Margaret ouvrit la bouche, puis la referma. Soupirant, elle se retourna et regagna sa chambre, suivie de près par William le carlin. Elle n’alluma pas la bougie, mais s’approcha de la fenêtre et contempla le paysage.
Dehors, la place était illuminée par la lueur des lampes allumées chaque soir par l'allumeur de réverbères. Au-delà de leur éclat, les ombres étaient profondes et le jardin central n'était plus qu'une silhouette d'arbres. Elle ouvrit sa fenêtre et s'appuya contre le rebord, respirant l'air frais et savourant la douce soirée d'été.
Si Olivia et Rory se séparaient, cette maison de ville serait vendue. Olivia retournerait sans doute chez ses parents aimants, et Margaret n'aurait d'autre choix que de retourner dans sa maison du Northumberland, auprès de son père, le vicaire. Elle reconnaissait que son père avait de nombreuses qualités, mais il n'était pas du genre affectueux. Froid et distant, il avait tendance à juger sévèrement tout ce qu'il considérait comme une faiblesse humaine.

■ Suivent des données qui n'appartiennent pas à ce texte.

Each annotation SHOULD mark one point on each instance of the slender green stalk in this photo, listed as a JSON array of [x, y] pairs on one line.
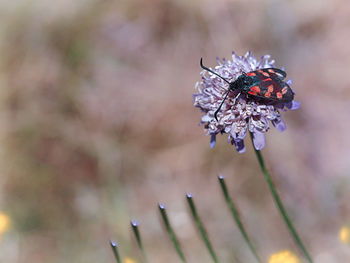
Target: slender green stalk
[[171, 233], [135, 228], [201, 228], [114, 247], [279, 204], [237, 218]]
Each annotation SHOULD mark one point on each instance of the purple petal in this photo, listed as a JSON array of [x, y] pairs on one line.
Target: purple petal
[[279, 124], [212, 141], [259, 140], [293, 105], [239, 144]]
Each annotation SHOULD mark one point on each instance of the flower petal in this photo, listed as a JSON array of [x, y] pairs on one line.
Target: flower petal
[[239, 144], [212, 141], [279, 124], [259, 140]]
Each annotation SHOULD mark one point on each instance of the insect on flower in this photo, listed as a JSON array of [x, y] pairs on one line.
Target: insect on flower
[[236, 103], [264, 84]]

Margaret savait que, selon lui, sa fille semblait avoir de nombreuses faiblesses morales.
Une des ombres bougea, et elle prit soudain conscience qu'il y avait quelqu'un dehors, dans la rue.

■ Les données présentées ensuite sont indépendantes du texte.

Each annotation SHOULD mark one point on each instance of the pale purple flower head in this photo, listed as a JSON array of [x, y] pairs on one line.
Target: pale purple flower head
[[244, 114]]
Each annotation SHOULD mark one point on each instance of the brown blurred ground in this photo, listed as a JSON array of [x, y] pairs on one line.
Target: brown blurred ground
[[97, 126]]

Au lieu de se retirer, Margaret se pencha davantage par-dessus le rebord de la fenêtre. La curiosité, comme elle l’avait appris des homélies de son père, était l’un de ses pires défauts.

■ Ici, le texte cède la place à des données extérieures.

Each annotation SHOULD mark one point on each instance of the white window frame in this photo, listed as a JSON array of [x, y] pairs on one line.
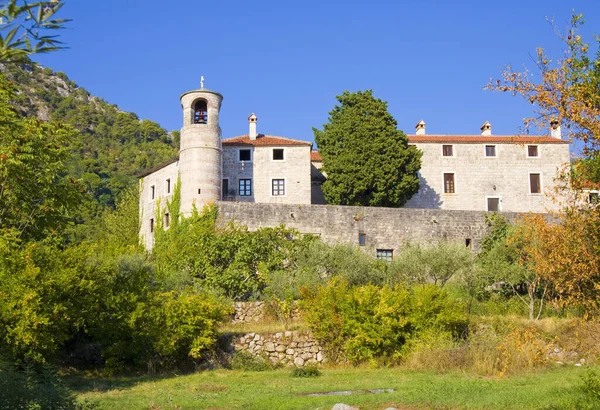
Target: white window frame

L'ombre se rapprocha de la lumière du lampadaire, se métamorphosant en une forme. Un homme. Elle reconnut le comte de Monkstead, vêtu d'un costume de soirée et coiffé d'un haut-de-forme.
Margaret éprouvait une aversion pour le comte. À son arrivée à Mockingbird Square, elle avait beaucoup entendu parler de lui, et il avait même exercé une brève fascination sur elle. Il était certes beau, et nombre de femmes étaient intriguées par lui. Mais depuis peu, son ingérence dans les affaires de ses voisins l'irritait au plus haut point. Pour qui se prenait-il ? Ce n'est pas parce que sa famille possédait Mockingbird Square depuis des générations qu'il était propriétaire des habitants. Ses agissements relevaient de la prétention arrogante d'un roi du Moyen Âge, un homme qui exerçait un pouvoir absolu sur ses hommes. Et sur les femmes.
Monkstead n’avait pas dépassé le lampadaire ; il s’était arrêté et restait immobile. Avait-il oublié quelque chose ? Soudain, il tourna la tête et leva les yeux.
Directement chez Margaret.
Elle eut un hoquet de surprise et recula. Mais c'était trop tard. Il l'avait vue, et il devait maintenant la trouver bien étrange de l'avoir observé en secret. Ou peut-être pas, peut-être était-il habitué aux vieilles filles solitaires qui rêvaient de lui.
Cette pensée la mit encore plus en colère, jusqu'à ce qu'elle soit distraite par la voix d'Olivia, filtrée par les murs de la maison. Un instant, elle s'éleva d'un ton strident, ordonnant à son mari de « Va-t'en ! », tandis que Rory lui répondait d'une voix plus grave. Puis sa cousine se remit à sangloter, comme si son cœur allait se briser.
Margaret prit William dans ses bras et le serra contre elle, et ils restèrent assis là, à attendre que l'orage passe, comme ils l'avaient fait ces dernières nuits.